Camila Nunes e o produtor Wadih Elkadi falam a VEJA sobre os desafios do Festival Internacional Lanterna Mágica

Por Valmir Moratelli Materia seguir SEGUIR Materia seguir SEGUINDO Atualizado em 9 Maio 2024, 11h02 - Publicado em 26 mar 2024, 12h00

Já sendo um dos mais importantes festivais de animação do país, a 6ª edição do Lanterna Mágica, em Goiânia (GO), contou com mais de duas mil pessoas no CineX, cinema do Centro Cultural Oscar Niemeyer, entre os dias 18 e 24. Dos 640 filmes inscritos, 75 foram exibidos em mostras como a Africana Animage e a Gondwana. Dos premiados, destaque para Carcinização, de Denis Souza (RS), Melhor Filme; e Tardes no Escarafuncha, de Fernando Ferreira Garróz (SP), Melhor Direção. Casados, a diretora geral Camila Nunes e o produtor executivo Wadih Elkadi conversaram com a coluna sobre o desafio de se colocar em prática o discurso da diversidade e o projeto de animação audiovisual que desenvolvem juntos.

É a primeira vez que o festival abraça a diversidade como bandeira na prática? Por quê? CAMILA NUNES: Antes a direção era dividida, era como um casamento. Às vezes você precisa abrir mão de uma coisa ou outra. Vivências, formas de ver o mundo, de vida, eram diferentes. Não conseguia externar e colocar em prática essa diversidade, como uma equipe de mulheres, principalmente. Mas também a preocupação de não só de priorizar filmes nacionais, projetos do laboratório do norte, nordeste e centro-oeste.

O que representa essa diversidade nas telas? CN: A diversidade é reflexo da realidade de vários Brasis, isso porque a gente coloca no ideal um formato de festival que precisa seguir, e é necessariamente o que acontece de fato. Minha realidade não é essa aqui em Goiás, no centro do Brasil. Uma coisa curiosa é que, em muito filme, ainda se coloca personagem para cumprir cota. O personagem é negro, mas por que é negro? Só porque vende, está na moda? São discussões necessárias.

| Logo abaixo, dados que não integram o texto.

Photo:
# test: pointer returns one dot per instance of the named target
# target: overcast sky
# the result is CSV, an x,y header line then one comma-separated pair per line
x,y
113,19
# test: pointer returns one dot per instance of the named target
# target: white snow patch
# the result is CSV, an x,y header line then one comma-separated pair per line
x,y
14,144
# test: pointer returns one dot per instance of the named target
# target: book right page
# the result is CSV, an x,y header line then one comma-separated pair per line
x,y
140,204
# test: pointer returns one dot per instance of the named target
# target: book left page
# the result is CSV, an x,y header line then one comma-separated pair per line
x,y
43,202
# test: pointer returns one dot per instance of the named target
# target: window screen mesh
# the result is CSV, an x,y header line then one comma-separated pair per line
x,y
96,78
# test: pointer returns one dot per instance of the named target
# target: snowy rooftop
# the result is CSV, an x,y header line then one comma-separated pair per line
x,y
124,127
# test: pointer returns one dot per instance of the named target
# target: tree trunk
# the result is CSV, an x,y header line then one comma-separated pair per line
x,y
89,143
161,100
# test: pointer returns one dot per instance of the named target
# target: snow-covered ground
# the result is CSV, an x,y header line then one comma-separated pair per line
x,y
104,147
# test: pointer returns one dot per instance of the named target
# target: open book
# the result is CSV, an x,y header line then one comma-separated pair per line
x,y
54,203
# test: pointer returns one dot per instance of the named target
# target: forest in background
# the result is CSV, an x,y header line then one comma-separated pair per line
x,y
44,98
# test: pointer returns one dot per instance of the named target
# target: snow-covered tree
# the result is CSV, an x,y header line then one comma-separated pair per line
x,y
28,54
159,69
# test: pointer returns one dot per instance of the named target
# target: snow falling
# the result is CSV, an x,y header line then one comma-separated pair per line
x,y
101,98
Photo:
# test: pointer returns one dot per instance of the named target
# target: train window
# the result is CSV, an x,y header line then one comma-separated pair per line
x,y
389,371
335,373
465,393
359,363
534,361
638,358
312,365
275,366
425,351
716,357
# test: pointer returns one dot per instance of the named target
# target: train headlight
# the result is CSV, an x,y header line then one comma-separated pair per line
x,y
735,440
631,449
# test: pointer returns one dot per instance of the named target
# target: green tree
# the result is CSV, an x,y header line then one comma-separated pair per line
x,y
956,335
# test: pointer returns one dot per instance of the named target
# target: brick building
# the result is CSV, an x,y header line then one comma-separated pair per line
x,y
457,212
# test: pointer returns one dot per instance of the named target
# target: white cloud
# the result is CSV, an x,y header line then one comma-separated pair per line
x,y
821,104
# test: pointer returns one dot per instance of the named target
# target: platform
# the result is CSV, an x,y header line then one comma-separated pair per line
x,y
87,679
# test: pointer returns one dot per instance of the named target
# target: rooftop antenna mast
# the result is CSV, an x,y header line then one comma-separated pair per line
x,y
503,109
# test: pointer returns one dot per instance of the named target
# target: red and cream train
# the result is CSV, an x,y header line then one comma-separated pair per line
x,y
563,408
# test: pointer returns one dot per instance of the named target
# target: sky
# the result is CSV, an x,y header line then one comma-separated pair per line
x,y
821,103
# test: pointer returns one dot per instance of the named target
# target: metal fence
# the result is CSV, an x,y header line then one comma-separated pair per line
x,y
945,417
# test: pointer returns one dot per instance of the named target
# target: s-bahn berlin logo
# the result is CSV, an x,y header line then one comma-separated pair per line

Dentro da animação, existe um movimento mais forte de abranger a diversidade? CN: Acredito. É por isso que escolhi animação. Desde a época da faculdade, amo animação, mas não sei desenhar e achava que não podia trabalhar com isso. E aí na aula de direção, a professora falou: ‘o tema é apaixonar-se, faça o que quiser’. Falei: ‘vou mexer com animação’. Apaixonar pode ser de várias coisas, não precisa ser algo afetivo. Tenho várias paixões. Fiz com Stop Motion, pesquisei, fiz recortes de revista. E aí fiz uma personagem com paixões mundanas, coloquei música do Tom Zé, O amor é um rock.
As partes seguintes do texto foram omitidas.